Financial institutions often buy tax benefits from the solar companies, as tax equity investors. I don’t think the solar companies are able to take advantage of the tax advantages b/c they don’t have taxable income, so big, profitable financial institutions buy them as tax shields. These are things like bonus and accelerated depreciation. I don’t think they are put into ABS but I could be wrong b/c there is a lot of creativity in the solar finance space right now.

They are pretty attractive assets for profitable companies b/c they have returns in the ~7% to 9% range or so and are quite low risk. They are quite valuable to reliably profitable companies. It actually is a little complicated how they set these things up. This is a very specialized business, and my knowledge is limited on it. Banks and other companies have experts that set this stuff up.

this is what happens with more people.

your investment only works if more people stay away from solar.

Tommy, what are your thoughts on SUNE’s Vivint acquisition? I’m not a big fan of rooftop solar, prefer utility scale solar myself and they paid a pretty high multiple, 3.5% DCF yield for this, vs the 7-9% that larger projects go for…

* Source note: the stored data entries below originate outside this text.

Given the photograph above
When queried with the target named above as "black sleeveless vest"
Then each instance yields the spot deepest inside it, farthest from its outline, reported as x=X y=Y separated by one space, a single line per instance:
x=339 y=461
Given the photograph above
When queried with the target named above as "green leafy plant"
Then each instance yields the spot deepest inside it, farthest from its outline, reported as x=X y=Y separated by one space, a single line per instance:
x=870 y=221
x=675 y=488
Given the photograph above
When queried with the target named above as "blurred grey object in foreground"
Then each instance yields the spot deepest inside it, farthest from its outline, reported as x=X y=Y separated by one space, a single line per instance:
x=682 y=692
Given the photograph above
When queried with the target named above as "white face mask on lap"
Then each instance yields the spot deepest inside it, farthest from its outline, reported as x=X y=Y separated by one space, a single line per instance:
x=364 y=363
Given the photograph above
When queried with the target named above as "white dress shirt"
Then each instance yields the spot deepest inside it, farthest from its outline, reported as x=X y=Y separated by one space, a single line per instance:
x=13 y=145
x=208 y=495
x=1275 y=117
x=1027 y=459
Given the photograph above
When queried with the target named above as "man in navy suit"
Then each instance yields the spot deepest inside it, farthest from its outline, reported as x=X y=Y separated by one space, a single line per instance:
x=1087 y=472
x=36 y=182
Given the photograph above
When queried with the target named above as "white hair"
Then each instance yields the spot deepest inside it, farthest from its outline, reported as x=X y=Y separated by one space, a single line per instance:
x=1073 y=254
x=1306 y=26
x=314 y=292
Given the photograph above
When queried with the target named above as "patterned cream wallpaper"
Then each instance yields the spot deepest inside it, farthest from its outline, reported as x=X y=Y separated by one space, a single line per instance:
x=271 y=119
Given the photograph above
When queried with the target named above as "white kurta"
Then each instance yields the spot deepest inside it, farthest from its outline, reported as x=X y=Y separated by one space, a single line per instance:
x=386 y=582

^I agree with you on preferring the larger scale commercial projects. I like SunEdison and all but I worry they have their hands more than full right now, and adding another acquisition into the mix complicates things even further. This company is exceptionally busy right now.

I think you know this industry more than me, though. I only got pulled into this industry when a colleague left for another job and I worked on this stuff until we got a replacement.

I’m not sure what this chart is showing on the x-axis but my system is producing about 50 kWh daily. It cost about $2,000 per kW after the tax credits. As more solar installations are brought online there will be fewer customers for the existing power which should raise rates at a faster trajectory. I guess the big risk would be that net metering goes away and I need to buy a battery from Tesla or someone else down the road.

it’s the y-axis you should care about. negative pricing.

what city do you live in? Most cities in America dont have the weather for solid solar energy

SUNE sure has taken a bloodbath over the last 2 weeks… down about 43% since July 20

I thinkit has multibagger potential… if you like highly levered situations with complex financial engineering, uncertain returns, exposure to rising interest rates, execution risk, emerging market exposure, backlog that may not materialize etc…I do though. Mgmt may make mistakes like Vivint, but I think they have the right idea.

Long SUNE

I rode SUNE for a pretty good profit this year, sold mid-June. I bought back in before close today.